To explore the temporal and spatial expression patterns of AhXTH genes, GUS expression vectors driven by AhXTH promoters were established, and the GUS expression patterns in stable transgenic lines of Arabidopsis harboring the AhXTH4 and AhXTH22 promoters (pAhXTH4:GUS and pAhXTH22:GUS) were investigated. The size of AhXTH4 and AhXTH22 promoter cloned is respectively 1,287 and 1,919 bp (File S11). The results of GUS histochemical staining in different tissues and organs showed that in the seedlings at the 4-leaf stage, weak signals were observable only in the veins of rosette leaves of pAhXTH4:GUS plants, while in pAhXTH22:GUS plants, the vascular tissues in rosette leaves or roots were stained blue. In stems and cauline leaves, stronger staining was found only in the leaf margins and trichomes of pAhXTH4:GUS plants, while it was found in stems and whole leaves of pAhXTH22:GUS plants. The flowers of both pAhXTH4:GUS and pAhXTH22:GUS plants were dyed dark blue, and almost no staining was observed in the siliques of pAhXTH4:GUS plants, while weaker GUS expression was found in pAhXTH22:GUS siliques (Fig. 7A).

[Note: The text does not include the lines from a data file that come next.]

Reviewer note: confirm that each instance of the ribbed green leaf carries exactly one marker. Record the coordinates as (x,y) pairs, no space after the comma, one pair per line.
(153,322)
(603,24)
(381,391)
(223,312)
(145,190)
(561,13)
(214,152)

During seed germination and the establishment of etiolated seedlings, GUS expression analysis showed that both AhXTH4 and AhXTH22 had similar temporal-spatial expression patterns, and only AhXTH4 had a higher expression level. Except for a lack of staining in the radicle or root tips and the apical hook of pAhXTH4:GUS plants, all other tissues and organs in newly germinated seeds without testa and seedlings germinated for 24 h and 48 h in the dark displayed stronger GUS expression, especially the hypocotyls and primary roots of 48 h dark-exposed seedlings (Fig. 7B). This result implied that AhXTH4 might play a major role in hypocotyl elongation during seed germination and etiolated seedling establishment.

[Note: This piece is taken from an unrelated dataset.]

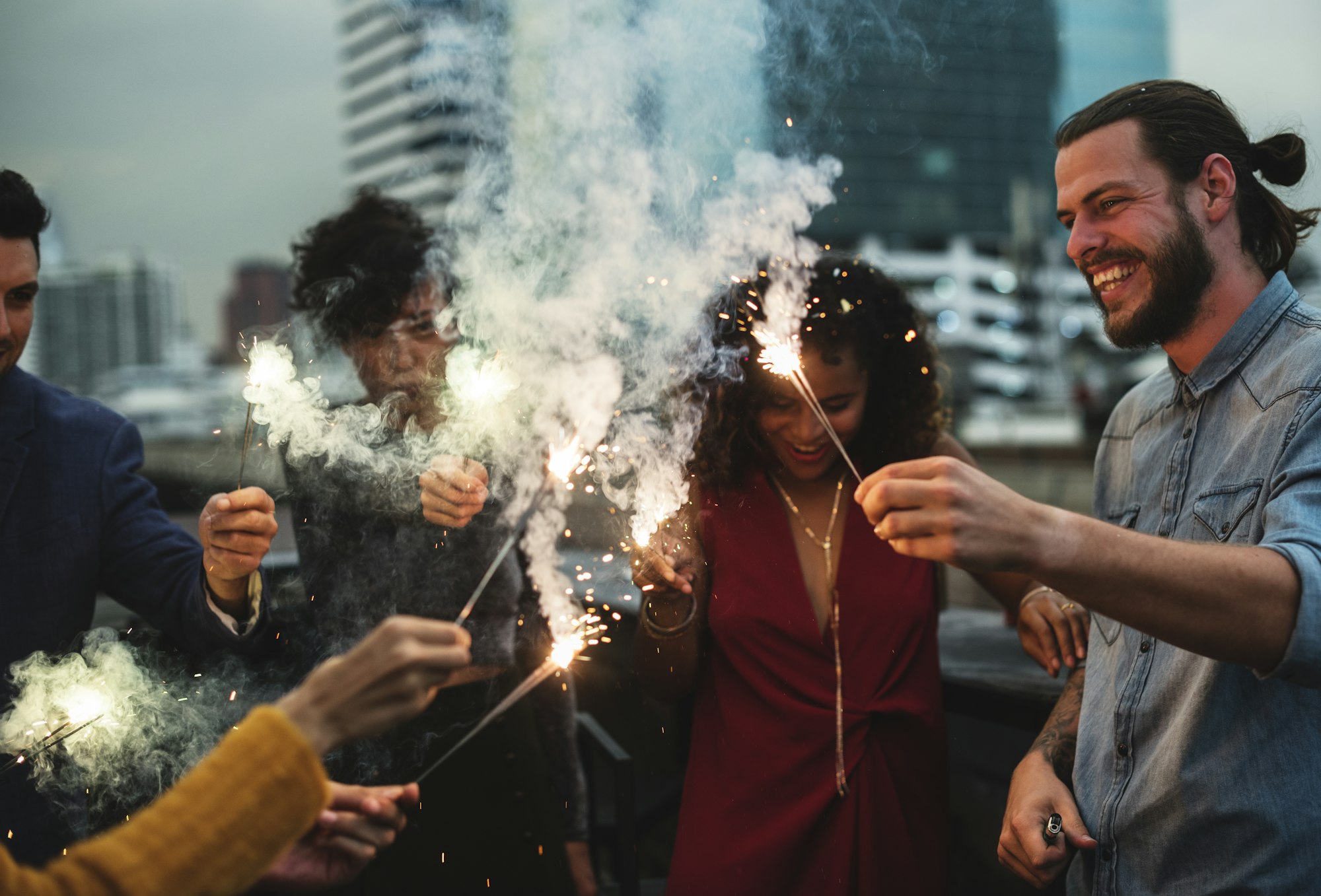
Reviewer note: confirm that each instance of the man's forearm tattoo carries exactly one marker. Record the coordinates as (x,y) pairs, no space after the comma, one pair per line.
(1059,740)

Ectopic expression analysis of AhXTH4 in Arabidopsis plants with mutated orthologous genes

To validate the roles of AhXTH4 in promoting seed germination and etiolated seedling establishment, the phenotypes of its corresponding mutant xth22 in Arabidopsis and the transgenic lines constitutively expressing AhXTH4 in xth22 were investigated. The results showed that compared to wild-type Arabidopsis Col-0, xth22 showed a slower germination speed and shorter hypocotyl. When germinating in the dark for 2 days, the hypocotyl and radicle lengths of xth22 were much shorter than those of Col-0, while the overexpression of AhXTH4 in xth22 resulted in phenotypes similar to those of Col-0 during seed germination and etiolated seedling establishment (Fig. 8). After the etiolated seedlings were transferred to light for 6 h, both Col-0 and the mutant showed reduced bending of the apical hook and inhibited elongation of the hypocotyl; a similar phenotype was also found in Arabidopsis transgenic lines (Fig. 8A). Under light for 24 h, the seedlings of Col-0 and the transgenic lines had fully open and greenish cotyledons, while the cotyledons of xth22 were incompletely stretched (Fig. 8A); however, there was no significant difference in hypocotyl length among the wild-type and three transgenic lines (Fig. 8B). This result suggested that AhXTH4 was involved in the regulation of hypocotyl elongation during seed germination in the dark.